I don’t know much about Buffy Sainte-Marie, but I’ve owned this LP for a while, and it is quite intriguing. Give it a spin! Piss off the rotting corpse of Richard Nixon!

Buffy Sainte Marie
Buffy Sainte-Marie.PNG

Thom Jurek, Allmusic:

In the year 2000, the Wire magazine picked this spaced out gem from Native American folksinger and activist Buffy Sainte-Marie as one the “100 Albums That Set the World on Fire.” Released in 1969, and now on CD, as of 2001, it was reissued as an import on 180 gram vinyl with its original glorious artwork and package. Interestingly enough, it’s a record Sainte-Marie doesn’t even list on her discography on her website. It doesn’t matter whether she cares for it or not, of course, because Illuminations is as prophetic a record as the first album by Can or the psychedelic work of John Martin on Solid Air. For starters, all of the sounds with the exception of a lead guitar on one track and a rhythm section employed on three of the last four selections are completely synthesized from the voice and guitar of Sainte-Marie herself.
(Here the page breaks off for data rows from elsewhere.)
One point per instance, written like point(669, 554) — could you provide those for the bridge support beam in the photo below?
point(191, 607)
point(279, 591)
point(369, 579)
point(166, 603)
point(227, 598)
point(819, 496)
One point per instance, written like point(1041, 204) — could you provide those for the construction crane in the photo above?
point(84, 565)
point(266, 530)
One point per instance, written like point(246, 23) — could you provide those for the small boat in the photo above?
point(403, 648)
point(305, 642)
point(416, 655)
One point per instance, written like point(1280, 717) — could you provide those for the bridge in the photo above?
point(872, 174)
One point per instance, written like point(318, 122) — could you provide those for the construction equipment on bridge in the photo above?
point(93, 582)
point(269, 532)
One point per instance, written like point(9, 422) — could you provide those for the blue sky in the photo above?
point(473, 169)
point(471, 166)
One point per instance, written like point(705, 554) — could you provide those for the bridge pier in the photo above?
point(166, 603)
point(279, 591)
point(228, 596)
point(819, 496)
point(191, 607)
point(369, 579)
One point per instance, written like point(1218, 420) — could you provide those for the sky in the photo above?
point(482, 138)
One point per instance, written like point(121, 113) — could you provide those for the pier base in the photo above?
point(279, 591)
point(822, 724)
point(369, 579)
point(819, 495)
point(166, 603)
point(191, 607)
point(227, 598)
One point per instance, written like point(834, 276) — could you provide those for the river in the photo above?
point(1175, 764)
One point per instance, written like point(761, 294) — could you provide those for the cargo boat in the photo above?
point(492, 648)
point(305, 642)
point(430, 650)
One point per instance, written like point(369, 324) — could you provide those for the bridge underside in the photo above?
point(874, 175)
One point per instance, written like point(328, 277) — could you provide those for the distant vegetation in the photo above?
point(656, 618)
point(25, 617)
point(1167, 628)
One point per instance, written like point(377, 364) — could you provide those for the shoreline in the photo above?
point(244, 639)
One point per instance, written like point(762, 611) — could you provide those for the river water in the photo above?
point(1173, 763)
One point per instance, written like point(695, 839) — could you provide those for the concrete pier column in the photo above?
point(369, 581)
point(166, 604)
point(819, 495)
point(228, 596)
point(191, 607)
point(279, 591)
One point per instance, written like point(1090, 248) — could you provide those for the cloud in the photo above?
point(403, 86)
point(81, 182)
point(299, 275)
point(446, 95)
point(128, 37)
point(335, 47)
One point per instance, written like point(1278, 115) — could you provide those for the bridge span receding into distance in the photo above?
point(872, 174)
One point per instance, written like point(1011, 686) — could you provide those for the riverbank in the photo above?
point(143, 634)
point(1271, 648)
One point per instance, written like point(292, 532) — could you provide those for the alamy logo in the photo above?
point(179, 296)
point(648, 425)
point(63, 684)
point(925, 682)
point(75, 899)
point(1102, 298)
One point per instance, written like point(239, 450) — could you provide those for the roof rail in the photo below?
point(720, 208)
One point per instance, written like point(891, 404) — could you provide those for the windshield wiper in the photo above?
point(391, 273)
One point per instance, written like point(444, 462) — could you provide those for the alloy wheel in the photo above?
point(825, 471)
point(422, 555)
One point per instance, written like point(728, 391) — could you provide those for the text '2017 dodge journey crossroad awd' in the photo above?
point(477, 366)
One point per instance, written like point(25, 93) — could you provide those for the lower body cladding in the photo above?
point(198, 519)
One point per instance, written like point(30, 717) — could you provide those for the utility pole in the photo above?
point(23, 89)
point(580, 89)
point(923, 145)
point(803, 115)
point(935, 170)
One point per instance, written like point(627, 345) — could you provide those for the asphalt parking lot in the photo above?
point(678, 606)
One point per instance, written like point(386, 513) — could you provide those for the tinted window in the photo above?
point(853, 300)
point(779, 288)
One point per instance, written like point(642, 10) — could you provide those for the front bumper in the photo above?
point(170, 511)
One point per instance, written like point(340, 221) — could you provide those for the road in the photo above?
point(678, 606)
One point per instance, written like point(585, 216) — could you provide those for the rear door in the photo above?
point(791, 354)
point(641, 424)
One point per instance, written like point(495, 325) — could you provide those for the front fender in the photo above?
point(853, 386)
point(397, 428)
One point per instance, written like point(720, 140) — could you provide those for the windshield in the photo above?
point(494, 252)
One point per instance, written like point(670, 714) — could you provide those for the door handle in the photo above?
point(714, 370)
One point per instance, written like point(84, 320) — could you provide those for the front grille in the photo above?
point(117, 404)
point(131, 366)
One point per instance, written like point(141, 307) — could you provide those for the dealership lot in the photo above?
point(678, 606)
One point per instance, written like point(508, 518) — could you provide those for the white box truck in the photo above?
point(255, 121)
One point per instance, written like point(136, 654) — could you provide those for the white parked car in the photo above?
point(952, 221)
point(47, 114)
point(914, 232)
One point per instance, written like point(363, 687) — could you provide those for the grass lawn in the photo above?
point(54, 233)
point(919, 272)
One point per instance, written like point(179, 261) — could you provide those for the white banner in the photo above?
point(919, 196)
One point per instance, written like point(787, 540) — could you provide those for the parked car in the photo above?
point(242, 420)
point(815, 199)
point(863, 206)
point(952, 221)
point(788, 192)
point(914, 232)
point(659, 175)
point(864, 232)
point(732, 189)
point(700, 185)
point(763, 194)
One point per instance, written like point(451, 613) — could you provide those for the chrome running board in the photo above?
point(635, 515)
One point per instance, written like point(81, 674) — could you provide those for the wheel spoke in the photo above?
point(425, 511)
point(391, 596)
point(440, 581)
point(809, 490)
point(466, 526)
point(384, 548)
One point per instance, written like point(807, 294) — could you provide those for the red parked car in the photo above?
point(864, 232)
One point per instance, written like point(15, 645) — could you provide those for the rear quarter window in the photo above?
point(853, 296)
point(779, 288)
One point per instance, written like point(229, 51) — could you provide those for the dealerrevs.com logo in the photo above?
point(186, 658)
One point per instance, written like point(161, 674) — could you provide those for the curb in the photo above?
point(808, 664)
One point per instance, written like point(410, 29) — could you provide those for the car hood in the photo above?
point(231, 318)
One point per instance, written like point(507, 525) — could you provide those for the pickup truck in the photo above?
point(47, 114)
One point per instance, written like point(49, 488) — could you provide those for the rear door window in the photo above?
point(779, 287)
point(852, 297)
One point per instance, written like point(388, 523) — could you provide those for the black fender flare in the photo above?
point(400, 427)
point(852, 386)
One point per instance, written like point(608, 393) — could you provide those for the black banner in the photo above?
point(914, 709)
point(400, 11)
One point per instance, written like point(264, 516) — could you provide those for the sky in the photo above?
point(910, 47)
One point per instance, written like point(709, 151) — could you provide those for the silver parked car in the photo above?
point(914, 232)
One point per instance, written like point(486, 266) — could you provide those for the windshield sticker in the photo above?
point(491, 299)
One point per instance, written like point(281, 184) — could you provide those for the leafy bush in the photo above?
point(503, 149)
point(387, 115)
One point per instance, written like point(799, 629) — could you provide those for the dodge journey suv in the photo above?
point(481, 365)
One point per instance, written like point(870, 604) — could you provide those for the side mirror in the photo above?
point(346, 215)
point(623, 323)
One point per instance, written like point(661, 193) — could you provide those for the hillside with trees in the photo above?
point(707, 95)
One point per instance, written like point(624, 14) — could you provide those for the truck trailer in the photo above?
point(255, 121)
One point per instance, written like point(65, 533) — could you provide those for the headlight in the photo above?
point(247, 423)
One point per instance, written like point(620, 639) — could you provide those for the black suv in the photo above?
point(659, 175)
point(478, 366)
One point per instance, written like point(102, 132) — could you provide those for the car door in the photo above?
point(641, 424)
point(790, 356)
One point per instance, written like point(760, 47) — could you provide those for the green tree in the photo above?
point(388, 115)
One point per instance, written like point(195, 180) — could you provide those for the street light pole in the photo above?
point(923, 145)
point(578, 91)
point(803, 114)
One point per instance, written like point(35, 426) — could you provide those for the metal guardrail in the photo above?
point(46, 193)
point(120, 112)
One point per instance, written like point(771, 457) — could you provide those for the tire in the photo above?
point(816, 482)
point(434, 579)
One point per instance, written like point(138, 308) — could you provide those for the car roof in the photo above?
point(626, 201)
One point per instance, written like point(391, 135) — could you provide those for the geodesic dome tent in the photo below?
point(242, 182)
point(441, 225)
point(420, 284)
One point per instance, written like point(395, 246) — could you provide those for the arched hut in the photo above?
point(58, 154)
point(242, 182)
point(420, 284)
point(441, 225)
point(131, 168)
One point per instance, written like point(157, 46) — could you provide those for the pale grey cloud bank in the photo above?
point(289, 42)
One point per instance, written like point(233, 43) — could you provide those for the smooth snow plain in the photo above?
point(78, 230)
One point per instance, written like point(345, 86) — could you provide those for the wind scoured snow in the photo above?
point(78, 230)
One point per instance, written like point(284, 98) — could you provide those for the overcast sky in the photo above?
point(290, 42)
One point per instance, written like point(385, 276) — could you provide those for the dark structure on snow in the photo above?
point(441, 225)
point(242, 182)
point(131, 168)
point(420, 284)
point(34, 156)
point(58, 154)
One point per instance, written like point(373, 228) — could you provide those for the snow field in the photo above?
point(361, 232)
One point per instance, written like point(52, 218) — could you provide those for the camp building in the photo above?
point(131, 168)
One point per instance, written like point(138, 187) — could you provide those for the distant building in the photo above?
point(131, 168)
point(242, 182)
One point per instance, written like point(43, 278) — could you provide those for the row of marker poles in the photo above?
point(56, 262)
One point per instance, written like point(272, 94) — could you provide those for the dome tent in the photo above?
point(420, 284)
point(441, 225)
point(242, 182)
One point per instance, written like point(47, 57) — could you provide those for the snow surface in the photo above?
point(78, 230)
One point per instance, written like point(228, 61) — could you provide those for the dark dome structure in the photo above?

This is poetry as musical tapestry and music as mythopoetic sonic landscape; the weirdness on this disc is over-exaggerated in comparison to its poetic beauty. It’s gothic in temperament, for that time anyway, but it speaks to issues and affairs of the heart that are only now beginning to be addressed with any sort of constancy — check out the opener “God Is Alive, Magic Is Afoot” or the syncopated blues wail in “Suffer the Children” or the arpeggiated synthesized lyrics of “The Vampire.” When the guitars begin their wail and drone on “The Angel,” the whole record lifts off into such a heavenly space that Hans Joachim Rodelius must have heard it back in the day, because he uses those chords, in the same order and dynamic sense, so often in his own music. Some may be put off by Sainte-Marie’s dramatic delivery, but that’s their loss; this music comes from the heart — and even space has a heart, you know. One listen to the depth of love expressed on “The Angel” should level even the crustiest cynic in his chair. Combine this with the shriek, moan, and pure-lust wail of “With You, Honey” and “He’s a Keeper of the Fire” — you can hear where Tim Buckley conceived (read: stole) the entirety of Greetings From LA from, and Diamanda Galas figured out how to move across octaves so quickly. The disc closes with the gothic folk classic “Poppies,” the most tripped out, operatic, druggily beautiful medieval ballad ever psychedelically sung.